Last-mile delivery is painful: inefficient, polluting, and expensive. And I would know.
I started my first company, together with my sister, in our hometown of Guadalajara, Mexico in the late 1980s.
We wanted to deliver food directly to the homes of our clients, in a pre-internet age. Very quickly it became clear to us that small-package delivery was not a good business: we had learned that last-mile delivery could not be solved with late 80s-early 90s technology. It was, in a word, painful.
We eventually evolved towards wholesale deliveries in search of bigger and more lucrative orders, and sold that company in the mid 1990s.
Fast-forward to 2013, when I moved to the Bay Area and met Charles Jolley. I had recently been appointed as head of West Coast for Rabobank, and Charles was leading Platform and Android products at Facebook after selling them his previous company, Strobe. Charles soon left Facebook to co-found another company, Ozlo, which he also sold to Facebook! Meeting Charles and his Silicon Valley entrepreneurship ethos was one of those experiences that made me question my 20-year career in banking (and perhaps resulted in me joining AgFunder’s investment team earlier this year!)
We stayed in touch, sharing investment opportunities and bouncing ideas off each other from time to time. In Fall 2020, he told me about his investment in URB-E, a solution for urban last-mile delivery using collapsible containers and a local network of electric bikes.
As Charles told me about URB-E and its proposition to deliver capacity and convenience while leaving cities cleaner and quieter, I had a flashback to the 90s and my own delivery company in Guadalajara. I felt that familiar pain in my gut, but let him tell me more.
URB-E, Charles explained, was led by Sven Etzelsberger (chief technology officer) and Peter Lee (chief strategy officer). Sven had been a lead engineer at carmakers including Porsche, while Peter has enjoyed a long career in manufacturing in Asia.
The roll-on-roll-off containers they’d developed could replace an entire van, reducing emissions by 100% and increasing delivery efficiency by two to three times, Charles said. This could effectively turn the average $2 average loss per van delivery in urban settings into a money-making proposition.
Moreover, there was a massive estimated market that URB-E could potentially tap into. More than 40 billion parcels were delivered worldwide, excluding China, in 2019. The ‘last mile’ segment alone is worth over $100 billion, and is growing above 16% annually.
While parcel volume was already expected to reach about 200 billion by 2025, home delivery has become even more critical due to the Covid-19 pandemic, and estimated growth in that segment was over 50% in 2020.
All in all, the world needs to replace a significant portion of the 2 million gas-burning vehicles, particularly in urban settings, that currently serve the last-mile segment.
These numbers can not only make URB-E a massive company, but a quasi-utility.

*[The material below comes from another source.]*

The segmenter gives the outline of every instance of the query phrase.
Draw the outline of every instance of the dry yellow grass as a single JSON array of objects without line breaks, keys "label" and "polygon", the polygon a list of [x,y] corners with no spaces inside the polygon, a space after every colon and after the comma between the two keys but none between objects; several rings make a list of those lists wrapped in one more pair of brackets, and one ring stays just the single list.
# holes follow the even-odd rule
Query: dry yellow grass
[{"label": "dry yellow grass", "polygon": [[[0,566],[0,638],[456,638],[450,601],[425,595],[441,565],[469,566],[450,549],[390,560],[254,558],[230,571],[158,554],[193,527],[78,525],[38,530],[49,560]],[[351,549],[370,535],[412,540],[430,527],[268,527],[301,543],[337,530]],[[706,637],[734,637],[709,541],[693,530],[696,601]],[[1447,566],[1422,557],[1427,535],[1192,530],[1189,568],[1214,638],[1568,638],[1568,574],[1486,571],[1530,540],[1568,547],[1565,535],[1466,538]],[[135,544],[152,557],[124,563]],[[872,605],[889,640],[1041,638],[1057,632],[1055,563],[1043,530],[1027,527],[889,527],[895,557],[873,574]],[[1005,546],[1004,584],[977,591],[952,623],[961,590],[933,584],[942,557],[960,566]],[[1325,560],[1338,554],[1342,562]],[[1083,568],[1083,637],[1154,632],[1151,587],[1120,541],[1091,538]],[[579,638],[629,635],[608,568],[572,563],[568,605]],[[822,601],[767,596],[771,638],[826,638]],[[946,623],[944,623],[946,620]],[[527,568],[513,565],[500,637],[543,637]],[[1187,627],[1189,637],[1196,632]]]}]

In the end, Charles not only invested in URB-E; he joined as CEO.
Today, URB-E’s bicycle-powered, collapsible containers are commonplace around New York City. The startup has deployed a fleet of over 1,800 pedal-powered containers enabling fast and clean last-mile delivery for major retailers. It has moved more than 100,000 packages to date.

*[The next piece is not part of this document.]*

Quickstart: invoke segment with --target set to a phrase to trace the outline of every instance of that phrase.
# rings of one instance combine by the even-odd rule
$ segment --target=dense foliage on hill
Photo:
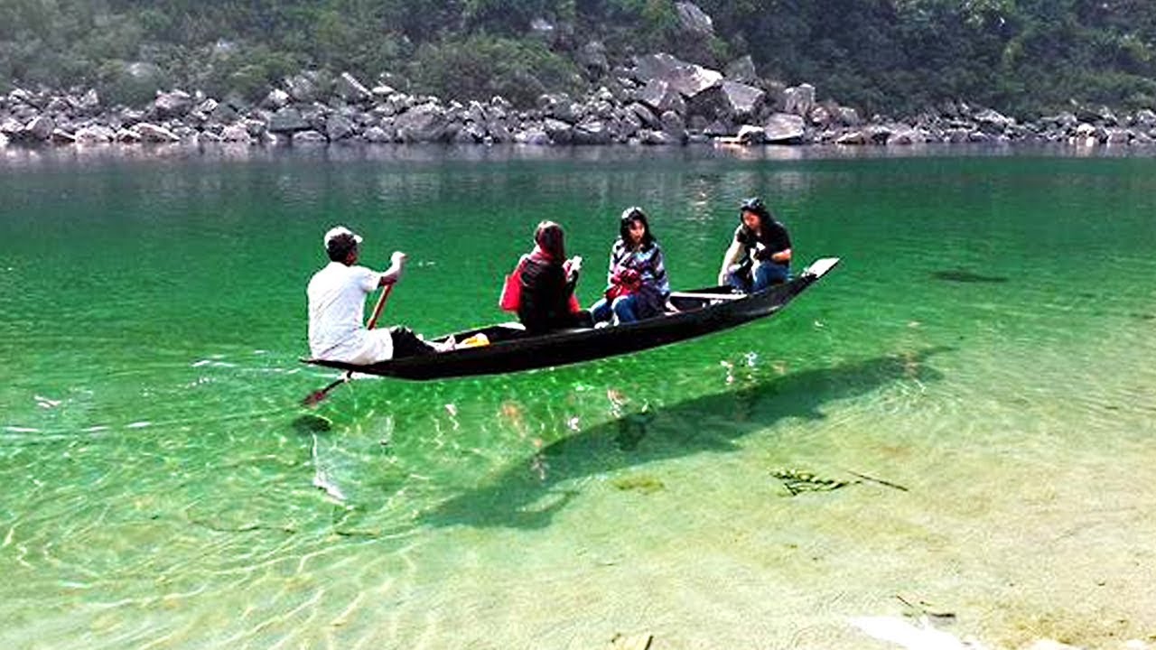
[[[698,6],[712,32],[688,30],[672,0],[0,0],[0,91],[92,86],[134,103],[180,86],[253,99],[320,68],[527,104],[600,83],[606,71],[583,58],[598,42],[612,65],[666,51],[721,68],[750,54],[764,79],[808,82],[869,112],[944,99],[1021,116],[1072,101],[1156,106],[1151,0]]]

More than that, URB-E is developing a full-stack software solution that transforms it from being a hardware company to an infrastructure-as-a-service platform with significant network effects.
Beyond my experience back in Guadalajara in the 90s, the pain of last-mile delivery has also become more immediately clear to us at AgFunder because of our investment in e-grocery solutions like Jüsto, which serves highly-congested urban areas in Mexico City.
It was clear to us that we wanted to support an environmentally clean solution, growing at double digits, and able to increase the convenience of doorstep delivery of groceries and other goods. We are convinced that URB-E — led by a team with the experience and energy of Sven, Peter, and Charles — can unlock a huge market for both distributors and logistics.